“The Apache Hadoop software library is a framework that allows for the distributed processing of large data sets across clusters of computers using simple programming models. It is designed to scale up from single servers to thousands of machines, each offering local computation and storage. Rather than rely on hardware to deliver high-availability, the library itself is designed to detect and handle failures at the application layer, so delivering a highly-available service on top of a cluster of computers, each of which may be prone to failures.”
- Hadoop Common – libraries and utilities needed by other modules
- Hadoop Distributed File System (HDFS) – stores data providing very high aggregate bandwidth across the entire cluster
- Hadoop Yarn – managing resources and scheduling users and applications
- Map Reduce – programming model that scales data across the processes
Hadoop Distributed File System
Distributed scalable and portable file system written in Java for the Hadoop Framework. Includes secondary NameNode which connects to primary NameNode and builds snap shots of directory structure.

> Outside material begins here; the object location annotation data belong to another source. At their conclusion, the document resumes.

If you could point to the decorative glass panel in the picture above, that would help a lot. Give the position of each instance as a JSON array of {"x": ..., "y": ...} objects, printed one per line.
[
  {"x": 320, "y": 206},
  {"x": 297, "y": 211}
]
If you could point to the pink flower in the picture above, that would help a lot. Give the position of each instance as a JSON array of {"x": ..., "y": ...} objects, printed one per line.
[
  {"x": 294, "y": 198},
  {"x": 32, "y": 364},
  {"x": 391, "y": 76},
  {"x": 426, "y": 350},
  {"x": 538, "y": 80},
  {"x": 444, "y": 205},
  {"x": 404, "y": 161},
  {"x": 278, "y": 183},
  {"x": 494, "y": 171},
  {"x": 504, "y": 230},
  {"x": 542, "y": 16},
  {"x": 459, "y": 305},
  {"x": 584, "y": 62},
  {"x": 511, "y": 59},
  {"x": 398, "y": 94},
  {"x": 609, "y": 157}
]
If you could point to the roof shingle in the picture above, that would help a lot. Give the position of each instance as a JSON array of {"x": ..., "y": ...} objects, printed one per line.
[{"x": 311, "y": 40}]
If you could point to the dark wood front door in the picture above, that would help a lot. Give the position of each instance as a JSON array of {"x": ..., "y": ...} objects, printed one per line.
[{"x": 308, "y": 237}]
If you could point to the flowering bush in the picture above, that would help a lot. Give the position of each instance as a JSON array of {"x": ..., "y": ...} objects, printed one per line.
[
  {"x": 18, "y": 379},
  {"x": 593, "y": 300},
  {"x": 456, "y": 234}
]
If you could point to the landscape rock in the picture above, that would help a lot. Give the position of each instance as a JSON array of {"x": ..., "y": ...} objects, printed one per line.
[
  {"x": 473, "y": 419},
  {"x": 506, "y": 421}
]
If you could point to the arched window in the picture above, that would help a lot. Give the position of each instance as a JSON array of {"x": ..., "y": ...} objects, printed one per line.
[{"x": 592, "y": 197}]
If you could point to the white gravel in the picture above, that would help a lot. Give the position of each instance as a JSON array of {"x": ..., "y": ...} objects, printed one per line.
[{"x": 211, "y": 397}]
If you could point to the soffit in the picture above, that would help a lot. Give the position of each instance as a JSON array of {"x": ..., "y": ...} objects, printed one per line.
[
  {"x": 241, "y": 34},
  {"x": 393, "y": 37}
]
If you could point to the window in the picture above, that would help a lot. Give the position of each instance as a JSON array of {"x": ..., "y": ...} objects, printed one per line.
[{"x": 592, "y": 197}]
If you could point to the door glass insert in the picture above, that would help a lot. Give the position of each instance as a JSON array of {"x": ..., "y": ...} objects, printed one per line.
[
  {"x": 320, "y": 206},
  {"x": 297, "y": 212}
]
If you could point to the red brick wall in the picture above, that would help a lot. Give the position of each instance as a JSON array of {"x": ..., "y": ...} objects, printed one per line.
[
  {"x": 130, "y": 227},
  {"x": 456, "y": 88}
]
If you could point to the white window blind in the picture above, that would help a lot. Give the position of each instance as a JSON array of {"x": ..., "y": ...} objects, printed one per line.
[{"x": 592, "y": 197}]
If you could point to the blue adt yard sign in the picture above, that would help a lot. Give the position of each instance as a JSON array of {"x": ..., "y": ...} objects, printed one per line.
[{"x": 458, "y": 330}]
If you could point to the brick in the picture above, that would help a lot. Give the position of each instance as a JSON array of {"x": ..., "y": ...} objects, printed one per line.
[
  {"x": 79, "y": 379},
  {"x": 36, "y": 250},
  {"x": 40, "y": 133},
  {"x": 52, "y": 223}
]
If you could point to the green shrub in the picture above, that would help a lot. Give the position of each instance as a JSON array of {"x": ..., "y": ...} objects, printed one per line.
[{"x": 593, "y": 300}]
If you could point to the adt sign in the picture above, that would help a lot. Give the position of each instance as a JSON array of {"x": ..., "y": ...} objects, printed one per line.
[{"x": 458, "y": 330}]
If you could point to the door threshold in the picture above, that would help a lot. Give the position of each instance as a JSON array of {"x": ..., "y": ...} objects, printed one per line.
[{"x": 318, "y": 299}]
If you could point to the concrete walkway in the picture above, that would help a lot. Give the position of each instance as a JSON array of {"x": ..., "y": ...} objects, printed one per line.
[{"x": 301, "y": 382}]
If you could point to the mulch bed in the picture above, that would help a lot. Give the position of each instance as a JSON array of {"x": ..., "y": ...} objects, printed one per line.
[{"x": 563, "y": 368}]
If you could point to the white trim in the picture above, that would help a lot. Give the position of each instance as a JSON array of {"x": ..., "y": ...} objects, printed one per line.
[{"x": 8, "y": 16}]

Different ways to submit and track jobs. Overhaulled in Hadoop 2.3 MRV2 referred to as YARN. Split up the major functionality of job tracker, resource manager and scheduler. YARN is compatible with MapReduce.
Started as Google Bigtable and MapReduce / Google File System (GFS). Wanted to be able to access the data with a SQL style language. Facebook, LinkedIn and Yahoo stack all had some similar products in their stacks.